Ich fokussiere mich auf die Musik. Die Zeit des Dirigenten als Diktator ist zum Glück längst vorbei; es ist ein Musizieren auf Augenhöhe, ein gemeinsames Erforschen und Entdecken. Es braucht Feingefühl, Empathie, Menschenkenntnis und auch Führungsqualitäten, die fundiert sein müssen. Ich arbeite mit dem Bewusstsein, dass ich vor topausgebildeten Leuten stehe. Für eine Stelle als Geiger bewerben sich heute rund 200 Leute; schon bevor die Musikerin oder der Musiker das Studium beginnt, hat sie oder er mehr als 10.000 Stunden am Instrument verbracht; dann wurden noch das Studium und das Probespiel absolviert, um im Orchester mitwirken zu können. Natürlich stehe ich über niemanden, es muss ein Miteinander sein.

Ist die Situation womöglich einschüchternd?

Nein, es ist sehr schön, denn ich bin ebenso qualifiziert (lacht). So gern man möchte, dass einen jeder mag, so wird es nicht sein, und das muss okay sein. Es geht nicht um mich, sondern um die Musik. Sie muss berühren, ihre Aussagekraft haben und die Menschen inspirieren.

Du stehst zwar augenscheinlich im Mittelpunkt, nimmst dich aber zurück, richtig?

Ja. Ein berühmter Geiger wurde einmal gefragt: „Was ist Ihr Geheimnis?“ – Er antwortete darauf: „Wenn ich auf die Bühne trete und das Scheinwerferlicht auf mich strahlt, mache ich einen Schritt auf die Seite, damit die Musik im Vordergrund stehen kann.“ dorothy-khadem-missagh.com

Wie blickst du in die Zukunft?

Manchmal setzt man sich Ziele und ist so enttäuscht, wenn sie nicht eintreten, dass man übersieht, welche anderen Türen aufgehen. Ich versuche mich langfristig so auszurichten, dass ich mich nicht verbiege; ich will mir und der Musik treu bleiben. Kurzfristig will ich flexibel auf das eingehen können, was kommt. Das hat mich meine Lebensgeschichte gelehrt, weil meine Mutter schwer erkrankt ist, als ich gerade einmal 20 Jahre alt war. Ich habe mir in diesem Jahr viel Zeit genommen, um bewusst mit ihr zu sein, bevor sie starb.

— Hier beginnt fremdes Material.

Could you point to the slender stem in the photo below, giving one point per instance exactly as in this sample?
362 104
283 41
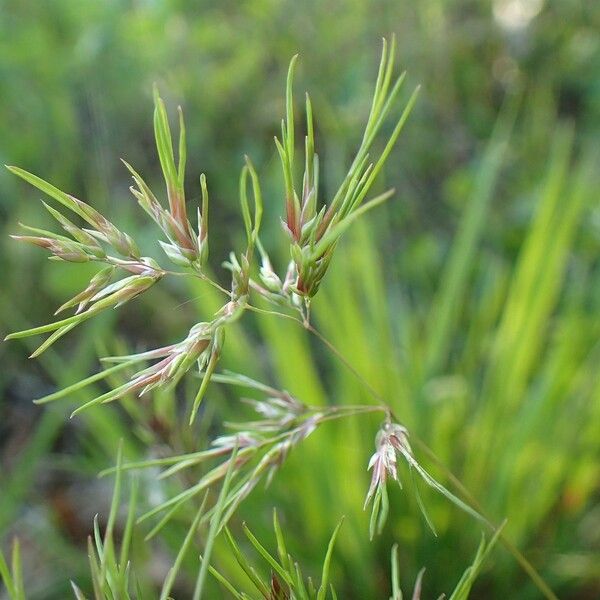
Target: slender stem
514 551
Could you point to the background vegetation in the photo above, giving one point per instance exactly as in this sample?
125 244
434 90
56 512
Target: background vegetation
471 301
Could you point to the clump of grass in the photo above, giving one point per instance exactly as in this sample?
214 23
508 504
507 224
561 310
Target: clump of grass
257 448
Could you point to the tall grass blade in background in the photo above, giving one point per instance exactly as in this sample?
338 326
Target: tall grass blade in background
475 338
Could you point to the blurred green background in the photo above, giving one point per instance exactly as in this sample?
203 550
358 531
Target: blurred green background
471 301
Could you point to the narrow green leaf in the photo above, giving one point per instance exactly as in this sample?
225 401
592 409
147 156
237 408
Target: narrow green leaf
326 564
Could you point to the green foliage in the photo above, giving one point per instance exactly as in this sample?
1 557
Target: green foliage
470 303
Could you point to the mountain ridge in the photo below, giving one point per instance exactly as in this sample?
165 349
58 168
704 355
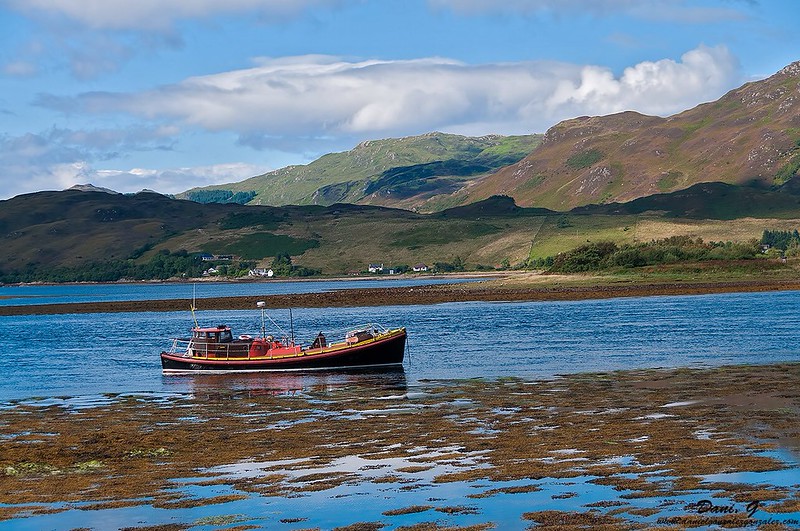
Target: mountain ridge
397 172
749 136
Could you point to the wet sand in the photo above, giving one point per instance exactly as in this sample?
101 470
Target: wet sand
652 436
494 290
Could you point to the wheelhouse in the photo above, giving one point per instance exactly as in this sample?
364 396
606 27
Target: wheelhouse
218 334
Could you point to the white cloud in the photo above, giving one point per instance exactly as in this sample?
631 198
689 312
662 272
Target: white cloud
175 180
156 14
58 158
323 96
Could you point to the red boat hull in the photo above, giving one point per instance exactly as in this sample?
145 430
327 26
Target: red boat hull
384 350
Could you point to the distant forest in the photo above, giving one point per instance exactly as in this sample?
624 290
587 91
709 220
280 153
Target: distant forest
781 239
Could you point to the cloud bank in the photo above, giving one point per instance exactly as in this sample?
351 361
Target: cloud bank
156 15
329 97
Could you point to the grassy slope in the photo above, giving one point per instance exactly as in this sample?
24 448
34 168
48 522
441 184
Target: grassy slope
70 228
749 135
346 175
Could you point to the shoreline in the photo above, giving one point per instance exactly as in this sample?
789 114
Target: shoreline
496 290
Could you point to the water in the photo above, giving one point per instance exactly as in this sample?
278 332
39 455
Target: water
58 293
77 359
92 354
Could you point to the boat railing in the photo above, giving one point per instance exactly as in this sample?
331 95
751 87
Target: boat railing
179 345
367 327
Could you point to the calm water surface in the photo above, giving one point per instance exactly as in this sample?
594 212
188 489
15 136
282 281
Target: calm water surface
92 354
64 293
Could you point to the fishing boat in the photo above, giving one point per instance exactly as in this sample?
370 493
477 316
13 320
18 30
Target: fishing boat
215 349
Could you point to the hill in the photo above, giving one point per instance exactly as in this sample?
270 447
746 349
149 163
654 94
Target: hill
148 235
397 172
750 136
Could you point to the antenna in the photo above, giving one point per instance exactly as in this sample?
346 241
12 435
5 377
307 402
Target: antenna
193 307
291 325
262 305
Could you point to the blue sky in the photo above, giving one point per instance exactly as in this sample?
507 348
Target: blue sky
170 94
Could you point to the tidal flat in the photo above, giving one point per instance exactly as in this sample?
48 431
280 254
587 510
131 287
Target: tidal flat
652 448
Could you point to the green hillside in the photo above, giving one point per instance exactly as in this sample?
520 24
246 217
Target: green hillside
398 172
750 136
75 235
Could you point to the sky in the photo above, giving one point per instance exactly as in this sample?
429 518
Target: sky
170 94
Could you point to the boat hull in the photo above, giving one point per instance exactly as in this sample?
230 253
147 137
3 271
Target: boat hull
384 350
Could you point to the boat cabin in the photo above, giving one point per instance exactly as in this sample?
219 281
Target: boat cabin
217 334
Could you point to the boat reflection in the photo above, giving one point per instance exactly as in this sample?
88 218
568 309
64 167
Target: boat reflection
290 383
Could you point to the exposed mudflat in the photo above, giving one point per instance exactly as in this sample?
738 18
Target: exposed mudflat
495 290
623 450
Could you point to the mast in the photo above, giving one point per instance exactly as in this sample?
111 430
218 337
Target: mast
291 325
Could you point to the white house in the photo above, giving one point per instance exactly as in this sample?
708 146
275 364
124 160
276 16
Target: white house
260 272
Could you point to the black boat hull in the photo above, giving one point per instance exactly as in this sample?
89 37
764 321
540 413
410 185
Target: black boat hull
381 352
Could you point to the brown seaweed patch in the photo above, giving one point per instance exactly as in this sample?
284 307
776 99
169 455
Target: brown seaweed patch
200 502
159 527
458 509
361 526
522 489
434 526
576 520
413 469
411 509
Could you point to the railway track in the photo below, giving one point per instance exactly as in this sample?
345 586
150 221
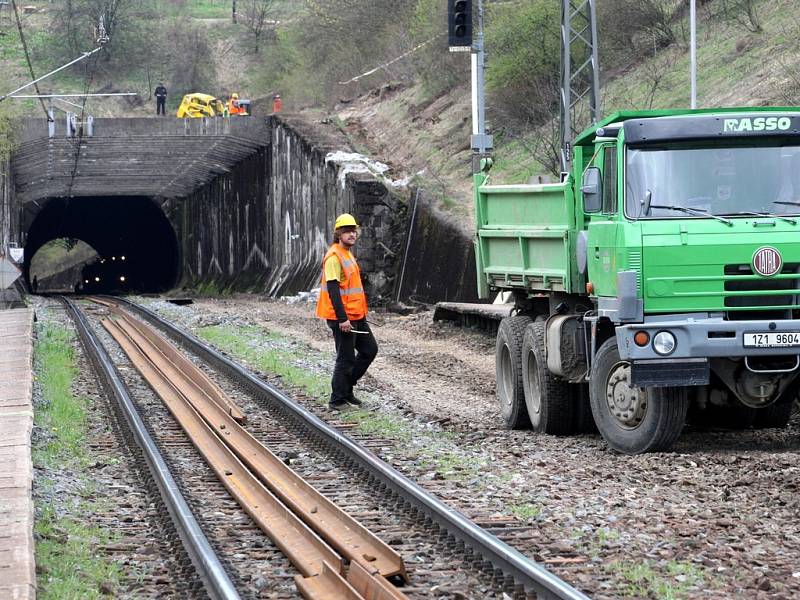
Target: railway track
444 547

Wie haben dich deine Eltern geprägt? Sie waren immer sehr unterstützend, haben meine Begabung gefördert, indem sie mich zu den richtigen Lehrenden gebracht haben, aber mir auch nicht alles abgenommen. Ich habe selbst meine Tages- und Wochenpläne zusammengestellt, wann und wie viel ich zu üben hatte. Ich habe andere Musikerfamilien gesehen, wo sehr viel mit Druck und Erwartungen gearbeitet wurde oder man auch zu viel half. Meine Eltern haben mich entwickeln lassen. Das ist wertvoll, wenn man auf der einen Seite die Liebe spürt, und zwar unabhängig davon, was man erreicht. Und auf der anderen Seite die Ermutigung, dass man selbst Verantwortung übernehmen und seinen Weg selber finden kann.